2. The Dickies – Killer Klowns (Killer Klowns from Outer Space, 1988)
Tagline: In Space No One Can Eat Ice Cream!
Fitting right in with the self-aware attitude that the Chiodo brothers had about their horror-comedy comes The Dickies and their spot-on theme. Utilizing excerpts from the film’s score and their own guitar drive calliope music, The Dickies were the perfect choice for this task. Having firmly established themselves as one of the founders of pop-punk, the humor and kitsch of the film were certainly not lost on them. Along with the catchy music and film-centric lyrics comes the incredible music video released for the track. Heavily featuring film footage along with original content, the two weave in and out of each other seamlessly. The Dickies would quickly go on to release their EP titled ‘Killer Klowns From Outer Space’ with 5 tracks that, of course, included the film’s theme song. A match made in the big top.
1. Dokken – Dream Warriors (A Nightmare on Elm Street 3: Dream Warriors, 1987)
Tagline: If you think you’ll get out alive, You must be dreaming.
Yes, of course this is the number one horror anthem, but hear me out on this…not only is this Dokken track and music video pure bliss, the Nightmare franchise itself takes the first place prize. While Dokken’s theme was a marketing home run for both parties, it certainly wasn’t the only time that Freddy would join hands with rock stars. Attempting to follow up the Dokken model, Freddy ventured over into the realm of hip-hop with The Fat Boys for A Nightmare on Elm Street 4: The Dream Master. Their theme ‘Are You Ready For Freddy?’ is a appropriately silly track featuring Robert Englund rapping. Yep…rapping.

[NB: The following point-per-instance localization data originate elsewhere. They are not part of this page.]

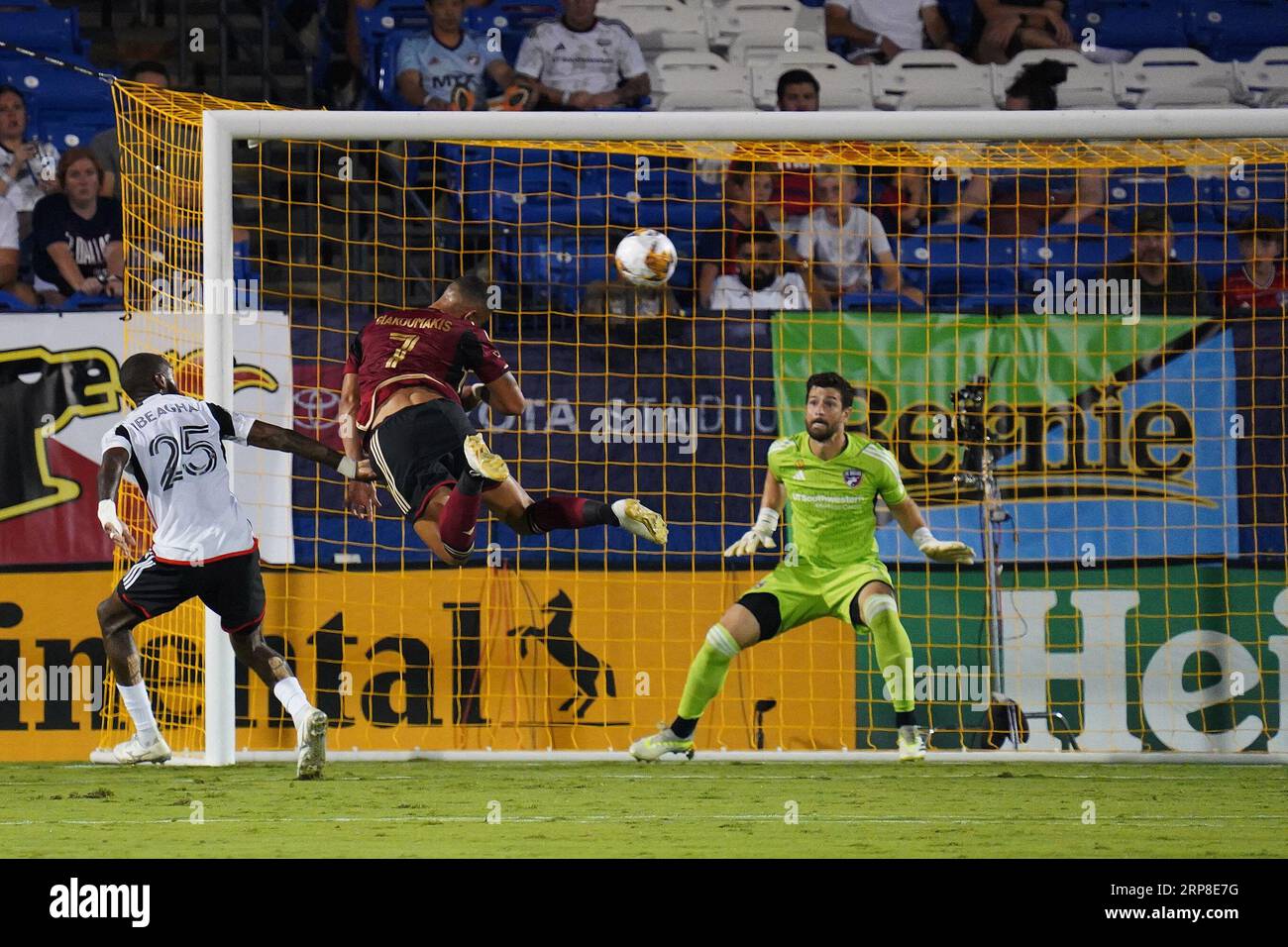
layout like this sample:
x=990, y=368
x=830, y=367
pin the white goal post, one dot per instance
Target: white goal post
x=220, y=129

Even though the song is by no means top quality, it certainly is fun and an endearing time capsule of the time and the film. Next up would come Iggy Pop and Freddy’s Dead: The Final Nightmare. While we now obviously know this wasn’t the end for Mr. Krueger, at the time it was intended to be and they, of course, wanted to go out strong. Therefore, it made sense that they would tap rock royalty to create a final end credit song. The track titled ‘Why Was I Born (Freddy’s Dead)’ spills over into 1991 and frankly, sounds like it. Unlike the proceeding two releases, there would be no fancy, fun music video to accompany this release. In fact, the song itself would wind up sort of buried only to be released on a later Iggy Pop box set. Perhaps the final nail in the over the top horror anthem coffin, it’s a fitting and timely end to a beautiful moment in time.
HONORABLE MENTIONS: Thor’s Rock and Roll Nightmare theme “We Live To Rock”, Ethan Hurt & The Coup’s Class of Nuke ‘Em High theme, Shadow’s theme to New Year’s Evil, The Monster Squad rap (of course), The Dude’s of Wrath electrifying theme to Wes Craven’s Shocker, Ray Parker Jr.’s Ghostbusters Theme, and David Bowie’s ‘Cat People (Putting Out Fire).’ And the list continues on from there. There are just too many great horror anthems!